The sphere had come to rest at the top of the track with the hole on the side pointing towards us. Harry had a little loading chute ready by the track there. It was aimed so that anything that slid down it would zip right through the hole in the sphere.
“What do you want to put in?” Harry asked.
“Would it…would it be dangerous for a person?” Rosie wanted to know.
“What a question!” I burst out. “You’d be squeezed to death! And then the gravity waves would work you over. And if by some wild fluke you lived through all that, where do you think you’d end up? Even if your space bubble ever did join up with a normal space again, what do you think the odds are that you’d land on the surface of an Earth-like planet?”

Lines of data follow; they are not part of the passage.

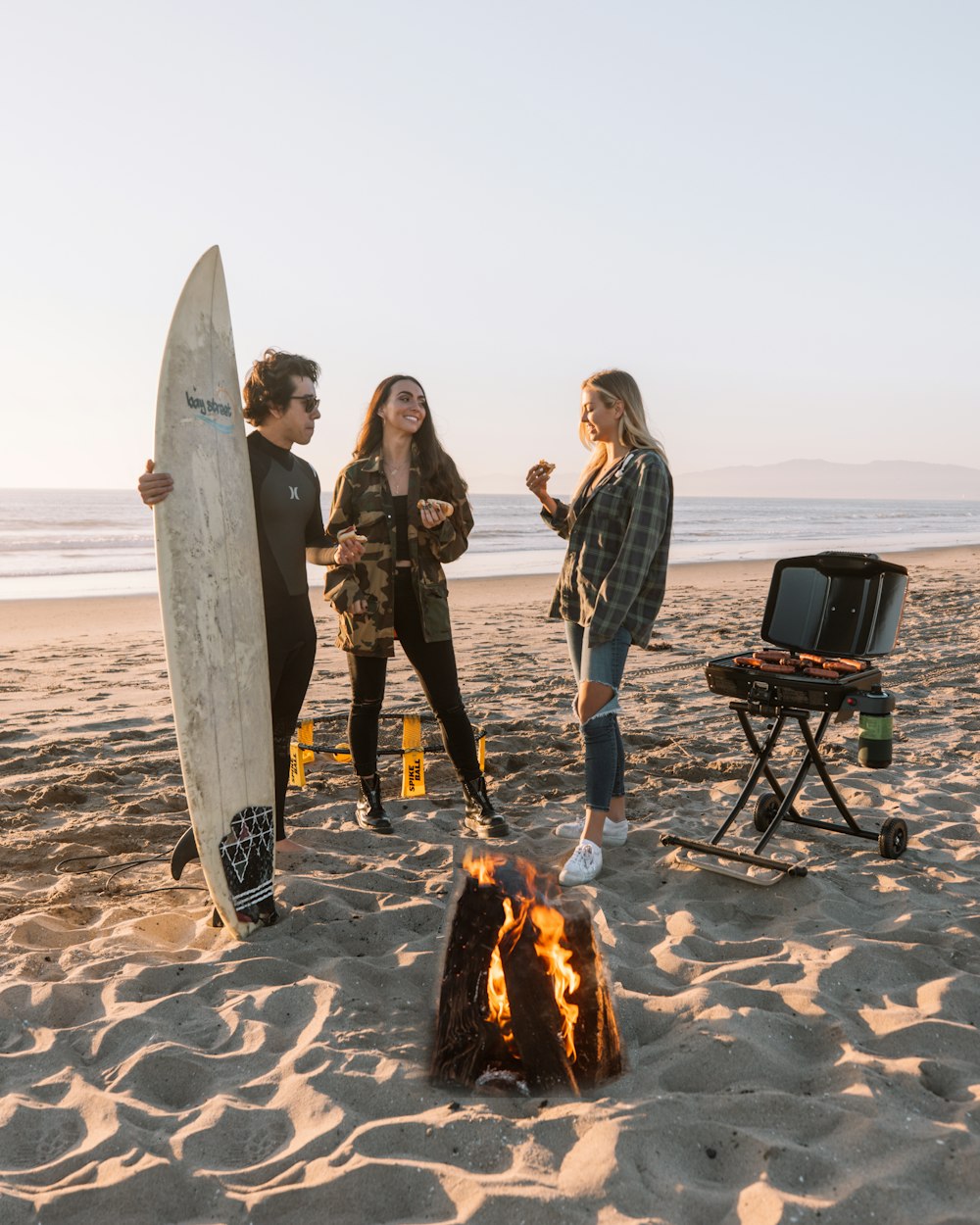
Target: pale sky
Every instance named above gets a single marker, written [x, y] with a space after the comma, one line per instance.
[764, 210]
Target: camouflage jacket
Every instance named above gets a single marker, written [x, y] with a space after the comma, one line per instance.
[362, 499]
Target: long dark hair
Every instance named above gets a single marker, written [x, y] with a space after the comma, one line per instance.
[440, 476]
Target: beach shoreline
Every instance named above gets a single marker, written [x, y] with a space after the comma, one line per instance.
[805, 1052]
[27, 620]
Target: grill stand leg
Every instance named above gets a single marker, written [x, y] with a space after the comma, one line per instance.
[762, 753]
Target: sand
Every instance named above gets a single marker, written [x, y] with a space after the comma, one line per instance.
[802, 1053]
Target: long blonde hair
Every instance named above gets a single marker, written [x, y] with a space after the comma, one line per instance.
[612, 386]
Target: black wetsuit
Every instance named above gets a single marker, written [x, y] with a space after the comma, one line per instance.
[289, 519]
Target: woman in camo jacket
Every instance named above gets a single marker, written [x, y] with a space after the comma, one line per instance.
[407, 503]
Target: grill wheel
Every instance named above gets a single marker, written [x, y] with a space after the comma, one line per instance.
[893, 837]
[765, 808]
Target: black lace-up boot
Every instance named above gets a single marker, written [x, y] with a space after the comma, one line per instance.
[368, 812]
[480, 816]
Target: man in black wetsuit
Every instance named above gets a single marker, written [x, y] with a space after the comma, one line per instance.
[279, 401]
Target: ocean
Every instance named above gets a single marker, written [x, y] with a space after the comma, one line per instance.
[63, 543]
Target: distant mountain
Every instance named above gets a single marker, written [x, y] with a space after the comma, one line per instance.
[819, 478]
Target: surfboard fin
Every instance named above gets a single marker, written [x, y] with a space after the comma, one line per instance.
[182, 853]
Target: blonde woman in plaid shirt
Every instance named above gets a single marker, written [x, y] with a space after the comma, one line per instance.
[609, 592]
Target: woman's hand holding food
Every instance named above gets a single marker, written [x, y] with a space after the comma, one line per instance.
[537, 481]
[349, 547]
[432, 511]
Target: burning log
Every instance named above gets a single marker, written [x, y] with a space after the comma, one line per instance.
[466, 1042]
[523, 1001]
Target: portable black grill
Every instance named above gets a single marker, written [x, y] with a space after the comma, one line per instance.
[826, 616]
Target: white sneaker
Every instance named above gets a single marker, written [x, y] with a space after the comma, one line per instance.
[613, 832]
[584, 865]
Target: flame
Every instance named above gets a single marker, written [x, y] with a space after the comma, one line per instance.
[481, 866]
[558, 958]
[499, 1005]
[549, 947]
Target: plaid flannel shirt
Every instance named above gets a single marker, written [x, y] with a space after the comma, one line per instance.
[618, 534]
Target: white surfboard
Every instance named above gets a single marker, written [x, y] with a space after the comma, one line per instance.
[211, 603]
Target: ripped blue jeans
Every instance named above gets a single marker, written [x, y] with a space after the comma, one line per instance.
[606, 758]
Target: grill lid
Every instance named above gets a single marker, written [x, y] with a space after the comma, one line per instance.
[836, 603]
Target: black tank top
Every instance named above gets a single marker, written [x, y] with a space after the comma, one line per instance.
[401, 528]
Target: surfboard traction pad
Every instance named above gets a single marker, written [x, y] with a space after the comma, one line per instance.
[249, 858]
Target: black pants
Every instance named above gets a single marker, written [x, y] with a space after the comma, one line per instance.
[292, 650]
[435, 666]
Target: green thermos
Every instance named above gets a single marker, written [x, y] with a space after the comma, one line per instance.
[875, 728]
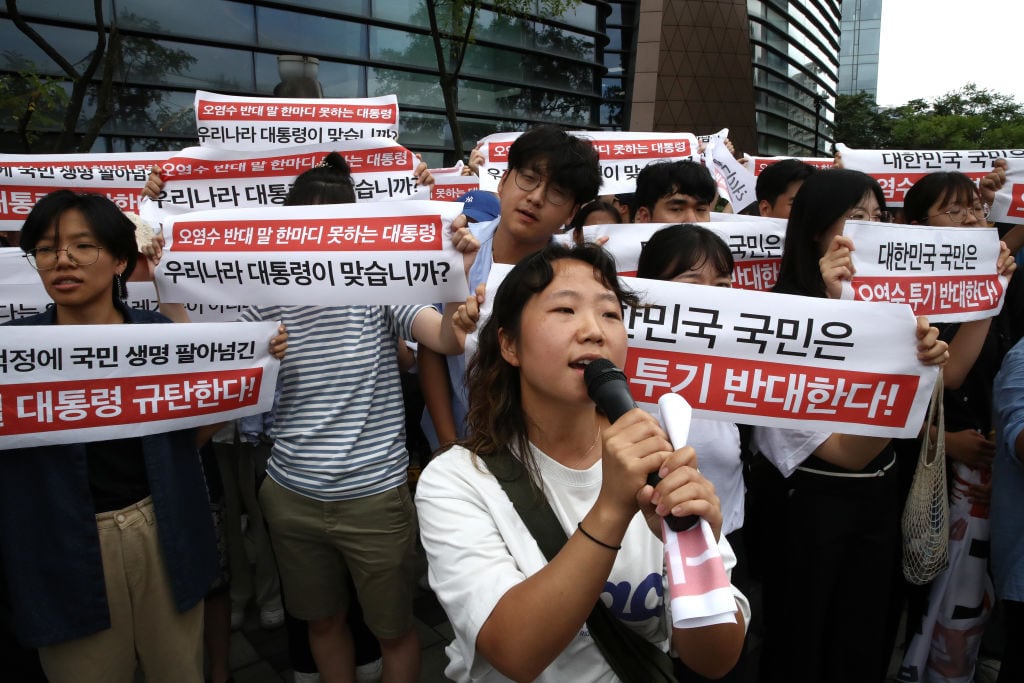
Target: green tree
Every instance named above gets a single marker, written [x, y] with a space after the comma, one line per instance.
[968, 118]
[860, 123]
[452, 24]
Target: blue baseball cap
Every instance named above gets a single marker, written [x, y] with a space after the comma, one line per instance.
[480, 206]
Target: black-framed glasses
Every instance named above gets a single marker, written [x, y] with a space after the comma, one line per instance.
[958, 214]
[527, 181]
[45, 258]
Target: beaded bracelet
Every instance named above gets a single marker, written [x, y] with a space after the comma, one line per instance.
[600, 543]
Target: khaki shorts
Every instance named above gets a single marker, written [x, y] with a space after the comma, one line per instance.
[318, 544]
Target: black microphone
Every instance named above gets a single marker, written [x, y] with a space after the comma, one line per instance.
[607, 386]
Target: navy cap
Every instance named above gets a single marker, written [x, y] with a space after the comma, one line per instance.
[480, 206]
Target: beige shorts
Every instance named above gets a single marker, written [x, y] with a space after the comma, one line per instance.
[318, 544]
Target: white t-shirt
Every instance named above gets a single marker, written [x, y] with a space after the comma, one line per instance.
[717, 445]
[786, 449]
[478, 548]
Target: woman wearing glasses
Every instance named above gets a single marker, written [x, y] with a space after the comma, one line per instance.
[834, 499]
[108, 546]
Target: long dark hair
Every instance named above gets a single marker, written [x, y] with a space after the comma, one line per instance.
[944, 186]
[676, 249]
[496, 419]
[329, 182]
[823, 199]
[113, 229]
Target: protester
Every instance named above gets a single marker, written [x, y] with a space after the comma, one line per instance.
[513, 613]
[692, 254]
[681, 191]
[112, 570]
[551, 173]
[777, 186]
[828, 582]
[339, 455]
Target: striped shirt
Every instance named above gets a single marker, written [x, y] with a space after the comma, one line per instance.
[339, 431]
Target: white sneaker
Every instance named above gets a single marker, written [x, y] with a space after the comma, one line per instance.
[370, 673]
[271, 619]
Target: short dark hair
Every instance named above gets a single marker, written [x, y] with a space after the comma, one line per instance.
[496, 419]
[944, 185]
[113, 229]
[775, 179]
[568, 161]
[825, 197]
[330, 182]
[666, 178]
[676, 249]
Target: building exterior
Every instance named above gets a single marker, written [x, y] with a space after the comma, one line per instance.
[858, 56]
[765, 69]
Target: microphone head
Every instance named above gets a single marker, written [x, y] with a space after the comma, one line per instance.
[600, 372]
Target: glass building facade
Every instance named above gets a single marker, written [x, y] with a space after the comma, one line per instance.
[858, 55]
[795, 48]
[572, 70]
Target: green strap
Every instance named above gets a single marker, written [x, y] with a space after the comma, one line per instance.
[633, 657]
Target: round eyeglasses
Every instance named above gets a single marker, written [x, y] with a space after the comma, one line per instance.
[45, 258]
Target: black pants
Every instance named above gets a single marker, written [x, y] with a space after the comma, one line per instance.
[827, 588]
[1012, 667]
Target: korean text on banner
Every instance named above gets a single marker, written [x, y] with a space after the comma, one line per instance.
[623, 156]
[324, 255]
[27, 178]
[947, 273]
[229, 122]
[756, 245]
[68, 384]
[1009, 204]
[898, 170]
[199, 178]
[849, 366]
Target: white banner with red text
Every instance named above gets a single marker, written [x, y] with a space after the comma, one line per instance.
[756, 245]
[199, 178]
[69, 384]
[324, 255]
[623, 156]
[774, 359]
[230, 122]
[1009, 204]
[27, 178]
[898, 170]
[947, 273]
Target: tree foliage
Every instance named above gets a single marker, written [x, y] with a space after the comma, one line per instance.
[968, 118]
[452, 24]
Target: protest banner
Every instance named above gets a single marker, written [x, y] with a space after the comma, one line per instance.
[848, 367]
[734, 182]
[27, 178]
[230, 122]
[947, 273]
[69, 384]
[757, 164]
[898, 170]
[327, 255]
[199, 178]
[1009, 204]
[756, 245]
[623, 156]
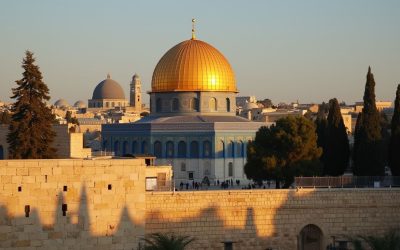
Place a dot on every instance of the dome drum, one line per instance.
(193, 103)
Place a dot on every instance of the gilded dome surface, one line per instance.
(193, 65)
(108, 89)
(61, 103)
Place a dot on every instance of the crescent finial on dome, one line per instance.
(193, 30)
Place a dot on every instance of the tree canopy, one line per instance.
(336, 150)
(394, 146)
(30, 131)
(5, 117)
(284, 150)
(368, 146)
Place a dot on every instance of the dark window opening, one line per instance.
(27, 210)
(64, 209)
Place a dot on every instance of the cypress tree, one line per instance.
(336, 150)
(368, 160)
(394, 146)
(30, 131)
(320, 125)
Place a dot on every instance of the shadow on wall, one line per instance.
(278, 219)
(68, 231)
(1, 152)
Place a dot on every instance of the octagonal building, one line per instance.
(192, 124)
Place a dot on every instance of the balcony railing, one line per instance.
(348, 182)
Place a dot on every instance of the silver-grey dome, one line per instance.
(61, 103)
(80, 104)
(108, 89)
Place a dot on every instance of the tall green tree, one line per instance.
(336, 150)
(284, 150)
(394, 146)
(30, 131)
(368, 154)
(321, 124)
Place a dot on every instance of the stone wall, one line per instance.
(271, 219)
(104, 202)
(68, 145)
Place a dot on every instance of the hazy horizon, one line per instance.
(286, 51)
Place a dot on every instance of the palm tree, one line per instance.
(169, 241)
(389, 241)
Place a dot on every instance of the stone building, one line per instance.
(193, 124)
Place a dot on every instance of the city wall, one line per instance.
(272, 219)
(71, 204)
(102, 204)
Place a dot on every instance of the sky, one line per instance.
(307, 51)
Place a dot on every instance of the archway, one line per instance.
(310, 238)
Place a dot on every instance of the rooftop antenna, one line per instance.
(193, 29)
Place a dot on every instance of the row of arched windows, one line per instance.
(183, 152)
(231, 150)
(193, 104)
(106, 104)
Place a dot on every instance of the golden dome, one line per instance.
(193, 65)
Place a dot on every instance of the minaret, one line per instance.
(136, 93)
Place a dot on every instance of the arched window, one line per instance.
(124, 148)
(206, 149)
(183, 166)
(134, 147)
(157, 149)
(311, 237)
(182, 149)
(213, 104)
(194, 149)
(105, 145)
(228, 105)
(240, 149)
(1, 152)
(230, 169)
(194, 104)
(231, 149)
(116, 147)
(145, 148)
(175, 104)
(169, 146)
(158, 105)
(221, 149)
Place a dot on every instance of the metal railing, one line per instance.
(348, 182)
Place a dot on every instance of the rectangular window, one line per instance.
(183, 167)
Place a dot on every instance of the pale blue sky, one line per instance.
(283, 50)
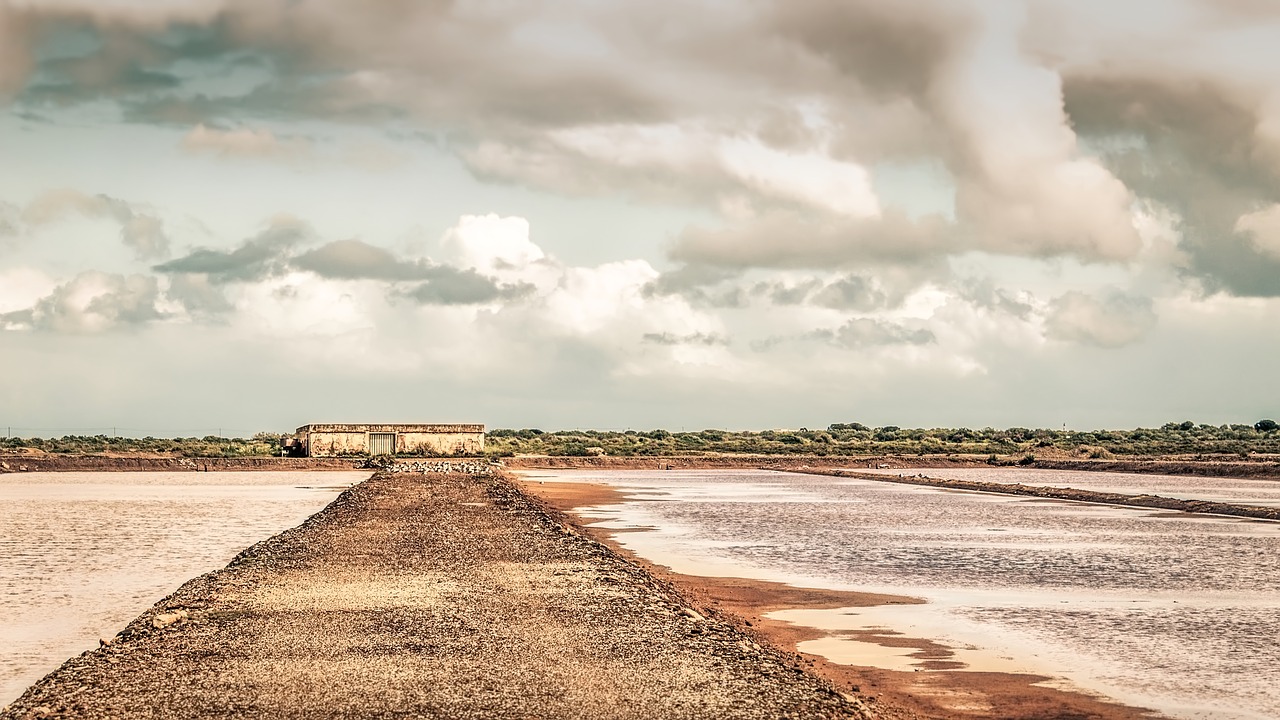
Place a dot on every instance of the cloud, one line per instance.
(1115, 319)
(438, 285)
(9, 219)
(245, 142)
(807, 240)
(199, 296)
(691, 338)
(257, 258)
(492, 242)
(1200, 146)
(1262, 229)
(140, 229)
(92, 302)
(869, 332)
(353, 259)
(452, 286)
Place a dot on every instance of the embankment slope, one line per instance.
(437, 596)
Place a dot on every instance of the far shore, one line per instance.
(945, 691)
(1233, 466)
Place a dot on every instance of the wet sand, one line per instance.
(938, 692)
(432, 596)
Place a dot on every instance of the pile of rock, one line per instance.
(465, 466)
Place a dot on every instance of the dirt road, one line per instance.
(437, 596)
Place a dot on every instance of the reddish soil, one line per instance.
(938, 693)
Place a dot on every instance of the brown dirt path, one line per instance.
(440, 596)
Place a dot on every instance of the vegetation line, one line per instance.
(1000, 446)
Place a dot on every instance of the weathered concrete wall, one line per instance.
(442, 443)
(332, 443)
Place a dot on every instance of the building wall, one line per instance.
(333, 440)
(329, 443)
(439, 443)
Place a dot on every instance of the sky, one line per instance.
(255, 214)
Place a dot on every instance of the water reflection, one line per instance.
(82, 554)
(1164, 610)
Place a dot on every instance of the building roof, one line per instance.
(392, 428)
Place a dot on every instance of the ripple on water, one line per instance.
(82, 554)
(1162, 610)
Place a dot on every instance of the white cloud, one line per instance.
(492, 244)
(1264, 229)
(1115, 319)
(246, 142)
(92, 302)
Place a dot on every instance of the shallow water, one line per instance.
(82, 554)
(1171, 611)
(1239, 491)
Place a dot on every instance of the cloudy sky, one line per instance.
(254, 214)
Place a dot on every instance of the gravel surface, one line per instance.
(437, 596)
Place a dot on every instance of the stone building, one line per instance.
(433, 440)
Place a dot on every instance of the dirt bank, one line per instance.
(42, 463)
(437, 596)
(941, 693)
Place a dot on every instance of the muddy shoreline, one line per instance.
(942, 693)
(432, 596)
(1212, 468)
(1146, 501)
(42, 463)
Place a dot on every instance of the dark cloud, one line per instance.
(92, 302)
(199, 296)
(868, 332)
(691, 338)
(352, 259)
(786, 294)
(451, 286)
(812, 240)
(140, 228)
(851, 292)
(858, 333)
(9, 219)
(255, 259)
(1114, 319)
(699, 285)
(984, 295)
(1200, 151)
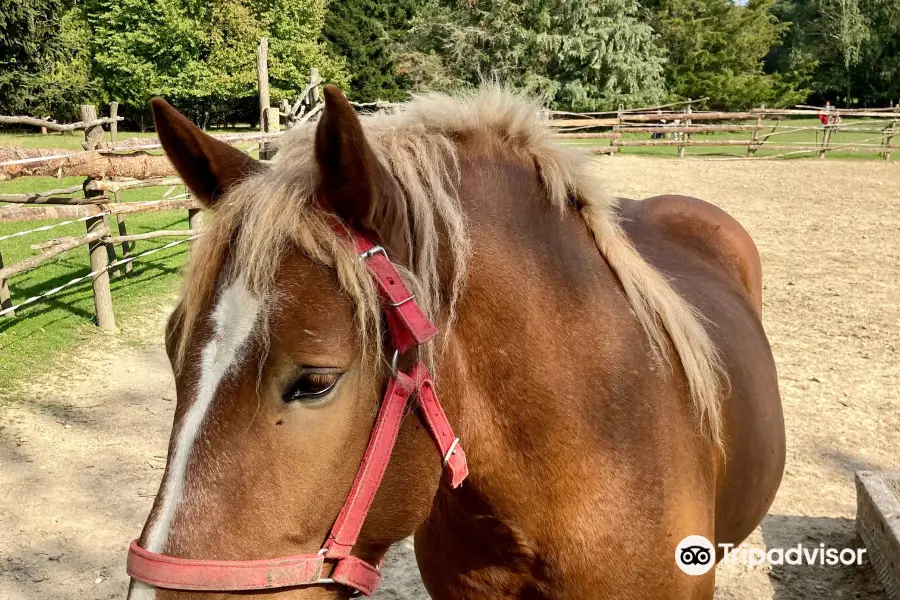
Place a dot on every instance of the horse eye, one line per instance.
(311, 386)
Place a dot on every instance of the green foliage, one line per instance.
(577, 54)
(202, 55)
(44, 65)
(716, 49)
(366, 33)
(852, 48)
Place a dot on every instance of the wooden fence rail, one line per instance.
(682, 124)
(116, 166)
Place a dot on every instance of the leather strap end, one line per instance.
(357, 574)
(457, 468)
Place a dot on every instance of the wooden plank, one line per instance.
(93, 134)
(262, 80)
(32, 213)
(103, 308)
(600, 135)
(725, 143)
(889, 132)
(46, 124)
(127, 245)
(661, 128)
(195, 218)
(40, 197)
(116, 185)
(5, 299)
(65, 245)
(152, 234)
(114, 124)
(57, 200)
(582, 122)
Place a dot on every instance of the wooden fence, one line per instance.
(100, 209)
(111, 167)
(676, 127)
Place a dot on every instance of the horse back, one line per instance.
(714, 264)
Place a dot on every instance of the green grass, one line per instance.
(803, 137)
(43, 333)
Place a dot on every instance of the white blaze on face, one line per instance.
(233, 321)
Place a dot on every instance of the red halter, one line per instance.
(409, 327)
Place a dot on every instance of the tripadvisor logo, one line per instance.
(695, 555)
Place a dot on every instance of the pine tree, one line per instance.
(366, 33)
(44, 61)
(577, 54)
(717, 48)
(202, 55)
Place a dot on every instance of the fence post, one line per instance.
(195, 219)
(99, 254)
(889, 138)
(114, 124)
(5, 300)
(754, 137)
(614, 142)
(313, 98)
(127, 247)
(685, 136)
(92, 135)
(268, 117)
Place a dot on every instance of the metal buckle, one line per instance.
(451, 451)
(394, 363)
(372, 252)
(402, 302)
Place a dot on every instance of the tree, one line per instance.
(44, 61)
(852, 48)
(716, 49)
(202, 55)
(366, 33)
(577, 54)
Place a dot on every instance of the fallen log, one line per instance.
(64, 246)
(20, 162)
(53, 126)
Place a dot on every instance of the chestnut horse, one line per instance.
(603, 362)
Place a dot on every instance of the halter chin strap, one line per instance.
(409, 327)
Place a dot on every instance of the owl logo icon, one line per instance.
(695, 555)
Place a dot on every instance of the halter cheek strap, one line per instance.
(409, 327)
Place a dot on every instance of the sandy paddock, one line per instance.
(82, 451)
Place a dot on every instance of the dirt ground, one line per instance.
(82, 450)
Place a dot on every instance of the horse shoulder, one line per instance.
(707, 230)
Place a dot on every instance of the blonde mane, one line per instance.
(268, 214)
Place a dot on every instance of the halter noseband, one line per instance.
(409, 327)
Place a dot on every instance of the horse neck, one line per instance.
(543, 333)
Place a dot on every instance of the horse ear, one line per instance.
(353, 184)
(207, 166)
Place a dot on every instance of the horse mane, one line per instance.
(267, 214)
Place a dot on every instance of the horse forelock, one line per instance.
(419, 144)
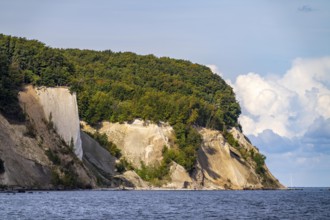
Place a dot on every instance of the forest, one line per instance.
(122, 86)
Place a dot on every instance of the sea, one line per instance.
(304, 203)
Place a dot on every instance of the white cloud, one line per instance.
(287, 105)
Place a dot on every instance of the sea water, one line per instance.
(308, 203)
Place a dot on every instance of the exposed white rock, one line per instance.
(139, 141)
(60, 106)
(220, 164)
(180, 179)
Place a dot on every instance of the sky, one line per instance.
(275, 55)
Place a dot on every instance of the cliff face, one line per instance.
(138, 141)
(219, 165)
(34, 155)
(22, 162)
(60, 107)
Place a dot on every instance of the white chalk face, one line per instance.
(60, 106)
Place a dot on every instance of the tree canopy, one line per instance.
(122, 86)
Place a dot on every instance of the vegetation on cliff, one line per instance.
(120, 87)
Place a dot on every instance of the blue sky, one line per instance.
(277, 52)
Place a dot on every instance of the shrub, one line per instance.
(231, 140)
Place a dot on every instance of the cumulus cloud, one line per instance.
(288, 118)
(287, 105)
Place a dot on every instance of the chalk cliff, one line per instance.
(60, 107)
(33, 154)
(219, 165)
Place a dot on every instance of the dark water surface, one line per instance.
(310, 203)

“Maybe it would take you to a different
kind
of space,” Rosie suggested mildly. “Where you don’t
need
planets.”
“Rosie will always have the mind of a secretary,” Harry said cuttingly. “What do you say I put this in?” He picked up an empty cardboard box from the floor.
“Fine,” I said. “But let’s try something massive, too. A sandbag.”
Harry set the cardboard box at the top of the little sliding-board and let it go. The sphere’s field accelerated the box down the chute and it zoomed through the hole, getting somewhat crushed by tidal forces on the way.
Once inside, it bounced around for a minute before settling to the bottom. The bouncing had fluffed it back up again. Except for all the box’s right angles being a little too big, it looked fine.
“Why doesn’t the gravitational field in there crush it?”
“Anything inside is pushed and pulled in every direction at once,” Harry said. “Which adds up to nothing. Of course there’s still a strong positive curvature of space in there. And when those bars start moving around…but I don’t want to bore Rosie.” He shot her a nasty look, but she just stood there, stiff and alone.